In passato, Cartabia compresa, la scena era sempre la stessa. Arrivava un nuovo ministro, annunciava riforme più o meno epocali, le correnti dei giudici ruggivano e la riforma finiva in niente o quasi. L'Anm di oggi ha ancora il potere di fermare Nordio?
«Tutto quello che è accaduto ha inciso in profondità nel tessuto connettivo della magistratura italiana. La magistratura non è più quella di dieci anni fa, non siamo più all'epoca delle corazzate antiberlusconiane. La politicizzazione della magistratura è vista come un male dalla grande parte della magistratura, anche se l'Anm cerca disperatamente di riproporre le stesse parole d'ordine di sempre. Ancora più incredibile è che a farlo sia l'attuale presidente dell'Associazione, che prima era il capo dell'ufficio legislativo del ministro di centrosinistra e che mischia i due ruoli in maniera clamorosa».
L'altro giorno all'assemblea di Area, la corrente dei giudici di sinistra, si sentivano cose da anni Settanta. Il governo di centrodestra è stato accusato di volere «un ridimensionamento del modello costituzionale di magistrato», di lavorare «all'idea di un pubblico mistero sempre più compresso e sacrificato».
«Ci sono pezzi della magistratura refrattari a qualunque maturazione, decisi a portare avanti fino alla fine l'idea che schierarsi politicamente sia un diritto e anzi un dovere. Sono tagliati fuori dalla realtà».
A mettere Nordio sotto tiro è stato soprattutto il suo annuncio di ridurre l'utilizzo delle intercettazioni. Così si aiutano i criminali, è stato detto. La leader di Area ha definito le intercettazioni «pacificamente indispensabili per le attività di indagine».
«Il problema delle intercettazioni si trascina da vent'anni, l'abuso che ne è stato fatto è perfettamente noto anche a tutti i pubblici ministeri e a tutti i giudici. Oggi si difendono a spada tratta le intercettazioni solo perché sono funzionali a un processo penale utile a interessi diversi da quelli della giustizia: utile ai giornali, utile alle forze politiche per eliminare l'avversario di turno.

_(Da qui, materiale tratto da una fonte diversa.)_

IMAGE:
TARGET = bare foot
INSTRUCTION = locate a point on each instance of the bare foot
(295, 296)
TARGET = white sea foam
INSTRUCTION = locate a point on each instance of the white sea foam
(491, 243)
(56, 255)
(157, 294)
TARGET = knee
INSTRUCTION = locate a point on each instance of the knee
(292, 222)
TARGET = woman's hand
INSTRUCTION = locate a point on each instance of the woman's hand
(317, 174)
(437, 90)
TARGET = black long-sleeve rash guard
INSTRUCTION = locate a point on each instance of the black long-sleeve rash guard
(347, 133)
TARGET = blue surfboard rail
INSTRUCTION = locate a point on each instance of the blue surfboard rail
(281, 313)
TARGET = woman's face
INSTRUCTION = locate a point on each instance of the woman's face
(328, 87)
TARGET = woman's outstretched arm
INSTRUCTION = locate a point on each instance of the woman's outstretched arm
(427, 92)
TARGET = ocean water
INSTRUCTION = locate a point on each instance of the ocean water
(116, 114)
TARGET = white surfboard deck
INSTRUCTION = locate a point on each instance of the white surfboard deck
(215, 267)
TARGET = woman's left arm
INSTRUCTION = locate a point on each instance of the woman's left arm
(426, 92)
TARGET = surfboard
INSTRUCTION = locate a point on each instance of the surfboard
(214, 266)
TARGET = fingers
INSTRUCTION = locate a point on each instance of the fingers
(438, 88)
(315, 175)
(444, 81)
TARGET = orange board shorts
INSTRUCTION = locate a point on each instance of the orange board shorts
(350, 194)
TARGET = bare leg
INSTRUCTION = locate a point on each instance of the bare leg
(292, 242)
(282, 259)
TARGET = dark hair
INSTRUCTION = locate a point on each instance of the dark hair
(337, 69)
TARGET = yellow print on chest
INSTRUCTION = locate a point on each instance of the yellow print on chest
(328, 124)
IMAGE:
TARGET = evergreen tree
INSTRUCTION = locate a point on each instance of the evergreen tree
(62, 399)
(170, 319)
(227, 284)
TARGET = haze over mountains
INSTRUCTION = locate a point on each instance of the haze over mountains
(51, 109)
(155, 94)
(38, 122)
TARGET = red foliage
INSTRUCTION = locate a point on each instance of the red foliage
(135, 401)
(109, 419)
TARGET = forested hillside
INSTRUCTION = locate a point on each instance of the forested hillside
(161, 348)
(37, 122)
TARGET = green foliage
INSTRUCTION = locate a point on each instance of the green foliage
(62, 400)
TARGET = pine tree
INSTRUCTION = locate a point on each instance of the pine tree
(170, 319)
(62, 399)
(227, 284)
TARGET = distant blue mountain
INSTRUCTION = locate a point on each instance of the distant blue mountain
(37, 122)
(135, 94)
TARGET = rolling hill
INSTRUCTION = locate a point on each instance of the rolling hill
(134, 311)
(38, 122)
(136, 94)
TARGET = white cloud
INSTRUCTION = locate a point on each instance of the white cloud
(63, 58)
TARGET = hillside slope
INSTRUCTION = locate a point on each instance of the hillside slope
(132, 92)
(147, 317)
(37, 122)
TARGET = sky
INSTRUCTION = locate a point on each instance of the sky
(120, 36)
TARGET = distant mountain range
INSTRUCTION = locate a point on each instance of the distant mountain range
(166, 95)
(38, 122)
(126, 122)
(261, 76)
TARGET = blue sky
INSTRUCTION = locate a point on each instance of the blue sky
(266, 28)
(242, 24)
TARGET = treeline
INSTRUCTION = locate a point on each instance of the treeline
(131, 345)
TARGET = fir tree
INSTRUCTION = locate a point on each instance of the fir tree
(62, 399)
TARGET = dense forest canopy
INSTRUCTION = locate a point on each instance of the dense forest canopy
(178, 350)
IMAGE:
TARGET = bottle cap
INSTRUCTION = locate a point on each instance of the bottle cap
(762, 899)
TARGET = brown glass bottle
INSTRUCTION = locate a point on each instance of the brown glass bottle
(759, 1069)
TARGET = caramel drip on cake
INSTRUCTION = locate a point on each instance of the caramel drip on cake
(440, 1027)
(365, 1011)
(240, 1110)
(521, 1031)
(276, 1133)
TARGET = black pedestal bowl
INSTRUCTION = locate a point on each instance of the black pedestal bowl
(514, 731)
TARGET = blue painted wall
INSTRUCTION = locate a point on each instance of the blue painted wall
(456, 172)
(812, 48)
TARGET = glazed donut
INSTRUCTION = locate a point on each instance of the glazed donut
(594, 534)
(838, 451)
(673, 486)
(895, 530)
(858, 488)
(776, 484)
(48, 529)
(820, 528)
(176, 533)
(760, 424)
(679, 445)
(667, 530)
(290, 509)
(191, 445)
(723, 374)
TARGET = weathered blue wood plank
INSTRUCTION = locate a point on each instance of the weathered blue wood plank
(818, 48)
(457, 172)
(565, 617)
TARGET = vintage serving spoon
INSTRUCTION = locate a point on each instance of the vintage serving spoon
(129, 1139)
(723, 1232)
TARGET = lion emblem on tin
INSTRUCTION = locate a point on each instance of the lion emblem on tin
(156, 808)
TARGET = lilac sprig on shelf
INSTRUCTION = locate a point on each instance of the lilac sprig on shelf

È un insulto all'intelligenza dei cittadini sostenere che limitare questi abusi vorrebbe dire indebolire la tenuta del processo penale. Nordio non ha nessuna intenzione di indebolire la lotta al crimine, e accusarlo di avere questa intenzione è una clamorosa bugia, una falsità indegna di qualunque magistrato perbene. Ed è grave che venga rilanciata in maniera acritica dai soliti organi di stampa».
Lei sembra convinto
che sia la volta buona perché la politica non subisca i diktat delle toghe organizzate.«Sì. È cambiato il clima, è cambiato l'atteggiamento dell'opinione pubblica. E fortunatamente sono cambiati anche i giudici».